Horloger
Horloger avait passé la bandoulière de sa besace, remplie d'écus, sur son épaule. La nuit était noire; la Lune avait disparu derrière un épais rideau de nuages, et le vent venu de la mer s'était levé. Par intermittence, les nuages laissaient filtrer la pâleur jaunâtre de la Lune, et c'est comme si le paysage, qu'il connaissait pourtant par coeur, prenaît des allures fantômatiques, subitement éclairées par cette lueur blafarde et éphémère.
Il gravit rapidement le chemin menant chez Matou et lui, et referma le portail de bois. Un chien hurlait, au loin; le vent avait grossi, faisant entendre sa plainte sourde dans les arbres alentour...
Il poussa la porte de bois, et ne fut pas mécontent de se retrouver chez lui. Le feu crépitait dans la cheminée, et Matou s'était installée près de l'âtre, cousant patiemment quelque petit vêtement pour le bébé à venir. Horlo sourit, ferma la porte, et déposa sa besace sur la table en bois ciré de l'unique pièce, sans compter la chambre. Les pièces firent entendre un bruit métallique en s'entrechoquant, rappelant à Horlo qu'il devait demander quelque chose à Matou. Pour l'heure, il se pencha vers elle, et déposa un baiser sur ses lèvres, avant de regarder ce qu'elle faisait. Il l'interrogea du regard, et elle lui répondit en souriant:
Ce sont de petits chaussons, mon coeur...fille ou garçon, le bébé en a toujours besoin!

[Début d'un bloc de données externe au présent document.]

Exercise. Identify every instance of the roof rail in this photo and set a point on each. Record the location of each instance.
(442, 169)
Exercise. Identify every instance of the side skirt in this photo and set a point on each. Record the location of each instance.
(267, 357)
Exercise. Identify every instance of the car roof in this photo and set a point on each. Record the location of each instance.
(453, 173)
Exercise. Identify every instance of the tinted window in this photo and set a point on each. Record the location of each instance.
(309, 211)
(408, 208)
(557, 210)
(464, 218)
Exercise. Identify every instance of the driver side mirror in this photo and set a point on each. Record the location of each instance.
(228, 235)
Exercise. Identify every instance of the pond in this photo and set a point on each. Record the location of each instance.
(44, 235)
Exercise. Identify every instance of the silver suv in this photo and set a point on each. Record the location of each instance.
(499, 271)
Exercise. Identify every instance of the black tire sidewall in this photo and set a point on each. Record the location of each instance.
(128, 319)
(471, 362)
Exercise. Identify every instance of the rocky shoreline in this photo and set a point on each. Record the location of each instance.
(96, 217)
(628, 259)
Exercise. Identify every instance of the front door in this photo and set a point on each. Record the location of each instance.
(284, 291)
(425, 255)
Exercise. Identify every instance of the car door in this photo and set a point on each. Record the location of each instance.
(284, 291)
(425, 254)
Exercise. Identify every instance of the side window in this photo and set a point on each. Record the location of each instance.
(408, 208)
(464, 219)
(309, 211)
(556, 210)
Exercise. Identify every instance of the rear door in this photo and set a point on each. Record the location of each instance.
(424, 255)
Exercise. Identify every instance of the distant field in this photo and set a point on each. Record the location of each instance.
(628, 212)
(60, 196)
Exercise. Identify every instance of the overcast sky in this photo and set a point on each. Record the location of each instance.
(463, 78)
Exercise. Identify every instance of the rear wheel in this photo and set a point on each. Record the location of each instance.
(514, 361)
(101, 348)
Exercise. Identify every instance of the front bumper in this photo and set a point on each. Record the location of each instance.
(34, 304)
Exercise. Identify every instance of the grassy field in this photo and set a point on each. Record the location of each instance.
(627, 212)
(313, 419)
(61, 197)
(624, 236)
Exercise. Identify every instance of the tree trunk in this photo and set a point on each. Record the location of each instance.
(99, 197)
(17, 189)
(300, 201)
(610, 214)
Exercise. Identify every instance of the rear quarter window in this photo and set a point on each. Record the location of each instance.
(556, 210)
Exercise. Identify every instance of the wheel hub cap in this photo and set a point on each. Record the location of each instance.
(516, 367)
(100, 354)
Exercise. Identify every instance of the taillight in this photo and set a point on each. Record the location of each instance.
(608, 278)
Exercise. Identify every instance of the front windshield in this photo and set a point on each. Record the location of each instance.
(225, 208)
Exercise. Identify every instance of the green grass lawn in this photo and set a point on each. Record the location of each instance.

Il rit, Matou gardant toujours son bon sens en toutes circonstances; les chaussons étaient bien entendu une excellente idée, comme premier vêtement.
La regardant, il dit:
J'aurai besoin de tes souvenirs, mon coeur. Te rappelles-tu exactement qui a été victime du chapardeur? Il va s'agir de rembourser ses victimes; nous diviserons simplement la totalité des pièces par le nombre de victimes, ne sachant combien il a pris à chacun.
Attendant la réponse de Matou, Horlo se dirigea vers la table, et renversa le contenu de la besace sur la table; une multitude de pièces apparut.